Malaria: Epidemiology • Four species: P. falciparum, P. vivax, P. ovale, P. malariae • Majority of cases are P. falciparum or P. vivax • Most deaths caused by falciparum; predominates in tropical Africa, SE Asia, Haiti, Amazon basin, Dominican Republic • Vivax most prevalent in Central America, Middle East, India
Life Cycle • Bite of the Female Anopheles mosquito • Sporozoites enter the bloodstream and travel to liver • Divide into mature tissue schizonts, containing thousands of daughter merozoites. (exoerythrocytic stage) • These rupture after 6-16 days and release merozoites into the bloodstream, where they invade RBC’s (erythrocytic stage)

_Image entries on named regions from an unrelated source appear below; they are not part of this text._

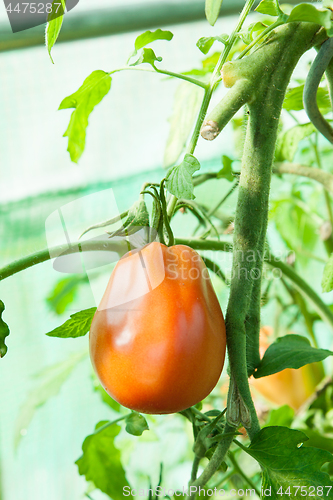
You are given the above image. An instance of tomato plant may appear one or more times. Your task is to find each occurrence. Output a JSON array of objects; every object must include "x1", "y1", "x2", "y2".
[
  {"x1": 251, "y1": 326, "x2": 324, "y2": 410},
  {"x1": 0, "y1": 0, "x2": 333, "y2": 500},
  {"x1": 89, "y1": 242, "x2": 226, "y2": 413}
]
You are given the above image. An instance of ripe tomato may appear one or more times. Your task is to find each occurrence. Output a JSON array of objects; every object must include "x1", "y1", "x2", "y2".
[
  {"x1": 89, "y1": 242, "x2": 226, "y2": 414},
  {"x1": 250, "y1": 326, "x2": 324, "y2": 410}
]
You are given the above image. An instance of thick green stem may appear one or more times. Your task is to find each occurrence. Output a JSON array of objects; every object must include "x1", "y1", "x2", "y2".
[
  {"x1": 221, "y1": 23, "x2": 324, "y2": 439},
  {"x1": 303, "y1": 38, "x2": 333, "y2": 143},
  {"x1": 168, "y1": 0, "x2": 254, "y2": 213},
  {"x1": 187, "y1": 424, "x2": 236, "y2": 500}
]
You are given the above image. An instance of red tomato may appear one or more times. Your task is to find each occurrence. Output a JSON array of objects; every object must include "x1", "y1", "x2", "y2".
[{"x1": 89, "y1": 242, "x2": 226, "y2": 414}]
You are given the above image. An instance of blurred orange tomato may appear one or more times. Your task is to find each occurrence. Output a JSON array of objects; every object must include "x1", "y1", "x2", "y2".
[{"x1": 250, "y1": 326, "x2": 325, "y2": 410}]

Life Cycle • Within RBC matures from ring form to trophozoites to mature red cell schizonts (vivax, ovale, falciparum = 48 hours, falciparum = 72 hours); this is the asexual form. • Mature schizonts released from RBCs and can infect new red cells. • A few merozoites will differentiate into male or female gametocytes (the sexual form.)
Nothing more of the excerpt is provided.